ERRATA work-arounds in the kernel

Catalin Marinas catalin.marinas at arm.com
Fri Mar 20 10:20:41 PDT 2015


On Fri, Mar 20, 2015 at 05:30:10PM +0100, Mason wrote:
> I also looked at ARM's "Errata Summary Table" for the Cortex A9. There are
> roughly 90 errata documented there. (This document is 2 years old.)
> 
> I assume that some (most?) of these do not apply to Linux, but it seems
> likely that some do?
> 
> I'm wondering why there are not more work-arounds available in Kconfig?

There are a few reasons:

- erratum cannot be triggered in Linux
- erratum cannot be worked around in Linux (e.g. it requires some
  undocumented control bits to be set by firmware or even hw workaround
  like the system errata)
- cat A erratum with no feasible workaround (and partners usually take
  an ECO fix)
- erratum does not affect any CPU revision in production (not all rxpy
  revisions are in the field; I would include here early CPU revisions
  that were licensed as development chips but not widely used)
- we simply missed them. So if you think there is any that needs to be
  upstreamed, let us know or submit a patch

> I'm wondering if it is possible to trigger some of these with a "normal"
> work-load on a "normal" kernel? Has anyone (perhaps ARM employees) looked
> at that? (I suppose they have.)

Define "normal". It's really hard to quantify as the workloads can vary
widely between different use cases (e.g. mobile vs server).

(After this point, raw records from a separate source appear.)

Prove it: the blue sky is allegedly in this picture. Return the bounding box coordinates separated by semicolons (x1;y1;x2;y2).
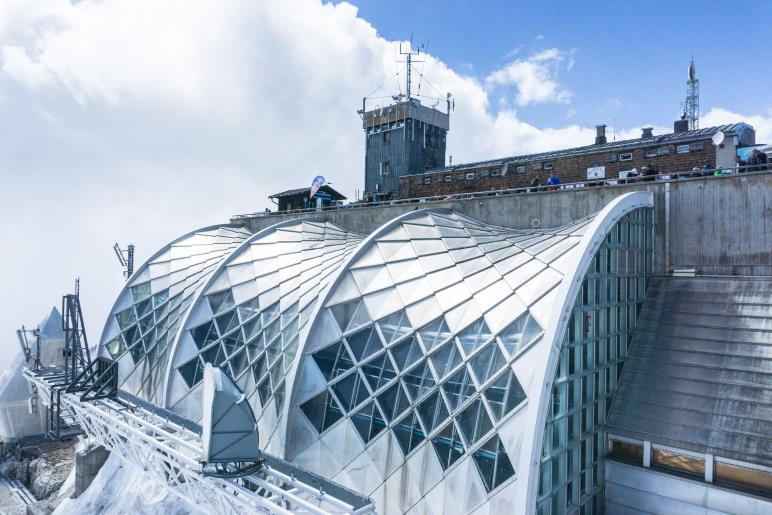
346;0;771;133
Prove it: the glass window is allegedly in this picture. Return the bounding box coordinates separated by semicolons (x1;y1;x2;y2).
652;449;704;478
417;391;449;434
430;340;463;379
442;366;476;411
456;398;493;446
329;299;370;333
346;326;383;362
431;422;465;470
418;317;452;350
351;401;387;443
377;310;412;344
715;461;772;493
676;144;690;154
456;318;493;356
609;440;643;464
207;290;235;315
376;381;410;422
619;153;633;161
484;370;526;421
331;370;369;413
389;336;422;372
473;435;515;492
300;389;343;434
401;360;436;401
360;352;396;393
393;412;426;456
470;343;507;385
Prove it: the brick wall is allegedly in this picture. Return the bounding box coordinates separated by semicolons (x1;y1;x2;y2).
396;138;716;199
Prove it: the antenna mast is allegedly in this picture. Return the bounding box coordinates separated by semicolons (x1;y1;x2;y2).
113;243;135;280
399;38;422;101
682;57;699;130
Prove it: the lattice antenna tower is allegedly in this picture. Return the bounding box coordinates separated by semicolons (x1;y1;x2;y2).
681;57;699;130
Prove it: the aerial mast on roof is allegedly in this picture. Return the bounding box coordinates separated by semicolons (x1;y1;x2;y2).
113;243;135;280
399;36;422;101
681;57;700;131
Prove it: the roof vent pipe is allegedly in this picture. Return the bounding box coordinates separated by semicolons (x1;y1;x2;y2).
595;125;607;145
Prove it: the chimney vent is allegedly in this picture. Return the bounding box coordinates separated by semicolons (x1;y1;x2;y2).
674;119;689;134
642;127;654;138
595;125;607;145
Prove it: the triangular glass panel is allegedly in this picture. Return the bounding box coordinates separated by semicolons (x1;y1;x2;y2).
456;398;493;447
177;356;204;388
431;421;465;471
377;310;412;345
203;343;226;367
122;325;140;346
392;412;426;456
136;298;153;318
470;343;507;385
207;290;235;315
389;336;422;373
311;340;354;381
351;401;387;444
418;317;452;350
472;434;515;492
237;296;260;323
442;366;476;411
221;330;244;358
345;326;382;362
129;341;145;365
115;307;136;330
130;282;151;302
376;382;410;423
329;299;370;333
456;318;493;356
152;289;169;308
401;361;435;402
484;370;526;421
252;356;267;383
138;313;154;336
331;371;369;413
105;337;125;359
300;389;343;434
360;352;397;393
417;391;449;434
214;310;239;336
430;341;462;379
229;347;249;378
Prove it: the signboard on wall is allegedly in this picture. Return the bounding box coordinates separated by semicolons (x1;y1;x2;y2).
587;166;606;179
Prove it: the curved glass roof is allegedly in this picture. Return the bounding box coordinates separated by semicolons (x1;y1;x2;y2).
285;209;594;503
164;220;362;452
98;225;252;404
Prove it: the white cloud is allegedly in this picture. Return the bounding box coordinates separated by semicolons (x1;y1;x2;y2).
485;48;573;106
0;0;769;370
702;106;772;144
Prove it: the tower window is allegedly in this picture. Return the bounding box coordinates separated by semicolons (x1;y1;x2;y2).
543;163;554;171
383;131;391;144
676;145;690;154
381;162;391;176
465;172;476;180
619;153;633;161
444;175;453;182
423;177;432;185
516;165;526;174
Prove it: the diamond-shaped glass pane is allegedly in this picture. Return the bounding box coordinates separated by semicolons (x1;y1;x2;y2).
208;290;235;315
499;314;542;357
456;398;493;447
393;412;426;456
300;389;343;434
431;421;465;470
130;282;151;302
401;361;435;402
457;319;493;356
470;343;507;385
430;340;462;379
417;392;449;434
178;356;204;387
390;336;422;372
312;340;355;381
376;382;410;422
331;371;369;413
472;434;515;492
418;317;453;350
346;326;382;362
360;352;397;393
484;370;526;421
329;299;370;333
442;366;476;411
214;310;238;336
351;401;387;443
237;296;260;322
378;310;412;344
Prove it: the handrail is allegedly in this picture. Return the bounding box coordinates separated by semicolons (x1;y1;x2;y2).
233;165;772;220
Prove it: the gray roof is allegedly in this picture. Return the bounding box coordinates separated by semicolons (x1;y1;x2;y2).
607;276;772;467
269;185;346;200
407;123;754;177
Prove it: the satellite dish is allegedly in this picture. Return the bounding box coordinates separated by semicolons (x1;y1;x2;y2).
712;132;726;146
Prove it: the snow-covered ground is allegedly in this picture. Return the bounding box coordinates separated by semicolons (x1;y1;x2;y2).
54;453;203;515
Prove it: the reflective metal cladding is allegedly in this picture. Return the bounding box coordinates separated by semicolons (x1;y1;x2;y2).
96;192;657;514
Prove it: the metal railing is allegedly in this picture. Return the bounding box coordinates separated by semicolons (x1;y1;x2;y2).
233;165;771;221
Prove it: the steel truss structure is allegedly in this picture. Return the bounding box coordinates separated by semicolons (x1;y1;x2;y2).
23;368;374;515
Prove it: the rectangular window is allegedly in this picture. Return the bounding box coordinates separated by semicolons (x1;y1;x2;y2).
676;144;690;154
490;168;501;176
516;165;527;174
383;131;391;144
690;142;704;151
423;177;432;185
652;448;704;478
619;153;633;162
658;146;670;155
466;172;476;180
444;174;453;182
644;149;658;158
714;461;772;493
381;162;390;176
607;154;618;163
533;162;543;171
609;440;643;464
481;169;490;177
544;162;554;170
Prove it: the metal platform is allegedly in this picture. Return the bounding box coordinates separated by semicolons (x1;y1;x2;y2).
23;367;375;515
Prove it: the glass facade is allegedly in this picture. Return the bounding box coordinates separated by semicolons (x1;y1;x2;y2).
99;225;252;403
536;208;653;515
290;210;596;501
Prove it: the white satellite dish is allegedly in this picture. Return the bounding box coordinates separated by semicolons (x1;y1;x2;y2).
712;131;726;146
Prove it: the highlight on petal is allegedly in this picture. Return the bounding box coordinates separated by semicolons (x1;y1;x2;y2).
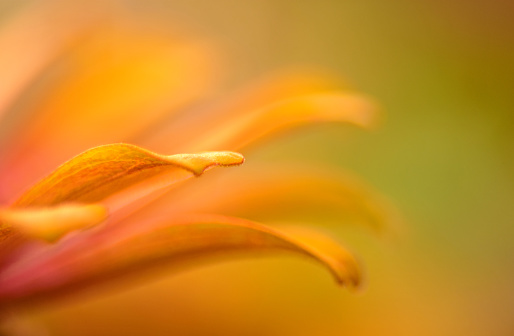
184;92;378;152
13;144;244;208
0;214;360;307
0;204;107;243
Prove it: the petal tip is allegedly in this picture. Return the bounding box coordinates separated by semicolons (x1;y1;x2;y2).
333;260;362;289
187;151;245;176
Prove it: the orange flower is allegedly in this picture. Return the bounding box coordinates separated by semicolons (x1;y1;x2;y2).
0;1;389;312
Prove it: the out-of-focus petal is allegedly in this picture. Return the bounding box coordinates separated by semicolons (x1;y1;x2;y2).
181;92;377;152
0;214;360;308
135;165;395;234
0;223;24;267
13;144;244;209
0;0;104;123
0;13;216;202
142;70;359;153
0;204;107;243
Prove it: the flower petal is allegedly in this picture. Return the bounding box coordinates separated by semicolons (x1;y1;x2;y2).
0;0;104;122
13;144;244;208
0;214;360;307
173;92;377;152
0;204;107;243
142;69;345;153
129;165;396;234
0;12;216;203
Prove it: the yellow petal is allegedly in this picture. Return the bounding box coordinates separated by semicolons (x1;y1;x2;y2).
13;144;244;208
142;69;344;153
183;92;378;152
0;12;216;202
19;25;212;144
0;214;359;307
0;204;107;243
130;165;395;234
101;214;361;288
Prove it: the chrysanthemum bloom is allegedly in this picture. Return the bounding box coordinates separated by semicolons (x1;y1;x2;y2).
0;0;390;318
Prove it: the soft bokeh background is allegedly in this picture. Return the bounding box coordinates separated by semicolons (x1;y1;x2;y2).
2;0;514;335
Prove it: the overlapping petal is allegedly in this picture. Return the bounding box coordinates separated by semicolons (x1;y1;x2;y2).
0;11;216;203
0;214;359;308
137;165;394;234
0;1;389;315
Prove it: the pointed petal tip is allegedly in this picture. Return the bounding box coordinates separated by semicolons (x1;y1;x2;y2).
332;258;362;289
275;225;363;288
317;250;363;289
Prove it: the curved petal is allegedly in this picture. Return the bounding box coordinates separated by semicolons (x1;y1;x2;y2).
13;144;244;208
0;214;360;308
0;204;107;243
0;12;216;203
129;165;396;234
141;69;345;152
180;92;378;152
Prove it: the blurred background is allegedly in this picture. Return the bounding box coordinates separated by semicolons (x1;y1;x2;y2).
1;0;513;335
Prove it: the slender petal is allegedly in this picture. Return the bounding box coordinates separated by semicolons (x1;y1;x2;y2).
13;144;244;208
134;165;395;234
142;69;345;152
0;214;360;308
181;92;377;152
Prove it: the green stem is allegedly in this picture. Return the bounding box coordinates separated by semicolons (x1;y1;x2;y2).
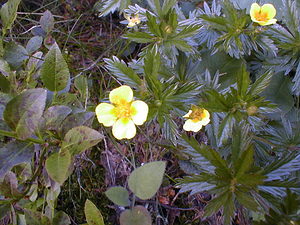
0;129;45;144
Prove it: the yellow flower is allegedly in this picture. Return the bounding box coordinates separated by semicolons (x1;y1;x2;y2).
95;85;148;140
183;107;210;132
124;14;141;28
250;3;277;26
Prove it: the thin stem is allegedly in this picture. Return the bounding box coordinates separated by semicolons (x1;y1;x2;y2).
0;129;44;144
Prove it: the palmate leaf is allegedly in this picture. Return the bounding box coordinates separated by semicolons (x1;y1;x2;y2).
104;56;141;87
248;71;273;96
95;0;130;17
262;152;300;181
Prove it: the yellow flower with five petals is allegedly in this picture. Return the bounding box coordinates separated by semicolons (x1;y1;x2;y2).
250;3;277;26
183;106;210;132
95;85;148;140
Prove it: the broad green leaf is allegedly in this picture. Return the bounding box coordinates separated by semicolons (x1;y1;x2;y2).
262;72;294;113
128;161;166;200
120;206;152;225
45;150;71;185
3;88;47;139
0;0;21;35
61;126;104;156
41;43;70;92
0;171;22;198
40;10;54;33
59;112;94;137
0;202;10;220
3;42;28;69
26;36;43;54
105;186;130;206
0;74;10;93
84;199;104;225
52;211;71;225
0;142;33;179
43;105;72;131
24;209;51;225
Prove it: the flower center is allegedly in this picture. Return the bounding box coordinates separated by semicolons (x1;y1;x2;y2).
113;100;135;119
255;10;269;21
190;109;205;122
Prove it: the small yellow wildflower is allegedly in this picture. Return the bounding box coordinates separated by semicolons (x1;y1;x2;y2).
183;107;210;132
250;3;277;26
124;14;141;28
95;85;148;140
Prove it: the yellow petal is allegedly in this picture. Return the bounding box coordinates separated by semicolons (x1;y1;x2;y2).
250;3;261;20
130;100;148;125
200;109;210;126
183;110;192;118
109;85;133;105
183;119;203;132
261;4;276;19
112;118;136;140
127;22;136;28
261;18;277;26
95;103;117;127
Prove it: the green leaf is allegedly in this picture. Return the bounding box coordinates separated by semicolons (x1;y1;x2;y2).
84;199;104;225
105;186;130;206
262;72;294;113
146;12;162;37
120;206;152;225
45;150;71;185
43;105;72;131
3;42;28;69
248;71;273;96
3;88;47;139
236;63;249;97
0;171;21;198
40;10;54;33
24;209;51;225
235;147;254;178
0;142;34;179
128;161;166;200
204;192;229;218
61;126;104;156
26;36;43;54
104;56;141;87
235;191;259;211
59;112;95;137
0;74;10;93
173;25;201;39
41;43;70;92
74;75;88;102
97;0;121;17
123;32;154;43
217;114;234;146
0;0;21;35
52;211;71;225
161;0;177;14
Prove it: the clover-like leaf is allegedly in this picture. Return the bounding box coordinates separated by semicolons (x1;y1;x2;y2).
128;161;166;200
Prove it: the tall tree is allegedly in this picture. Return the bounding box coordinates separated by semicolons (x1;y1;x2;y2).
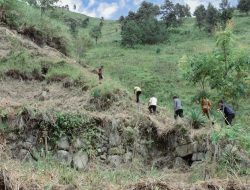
205;3;220;33
194;5;206;30
121;20;142;47
137;1;160;20
219;0;234;29
184;4;191;17
161;0;178;27
237;0;250;15
39;0;59;16
120;1;165;46
175;3;186;18
89;26;102;44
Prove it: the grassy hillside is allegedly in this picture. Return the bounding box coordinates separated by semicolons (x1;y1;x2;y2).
0;0;249;139
0;1;250;189
84;16;250;116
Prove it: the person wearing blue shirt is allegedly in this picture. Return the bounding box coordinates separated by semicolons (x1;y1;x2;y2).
218;100;235;125
173;96;184;119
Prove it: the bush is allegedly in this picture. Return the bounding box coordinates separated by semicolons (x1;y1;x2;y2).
89;82;127;111
188;110;206;129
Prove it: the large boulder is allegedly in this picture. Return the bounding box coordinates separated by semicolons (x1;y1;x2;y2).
72;151;88;170
174;157;188;169
175;142;197;157
124;152;133;163
56;150;72;165
57;136;70;151
109;131;121;147
109;119;122;147
192;152;205;161
152;156;174;169
108;155;123;167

> For example, errata #782772
> "Speculative execution of a Load-Exclusive or Store-Exclusive instruction
> after a write to Strongly Ordered memory might deadlock the processor."
> (The recommended work-around is a strategically-placed DMB.)
> 
> Since ldrex is used in low-level code, it seems possible to hit that one?
> Or perhaps Linux does not support "Strongly Ordered" memory regions?

It support SO memory and it's used in some cases.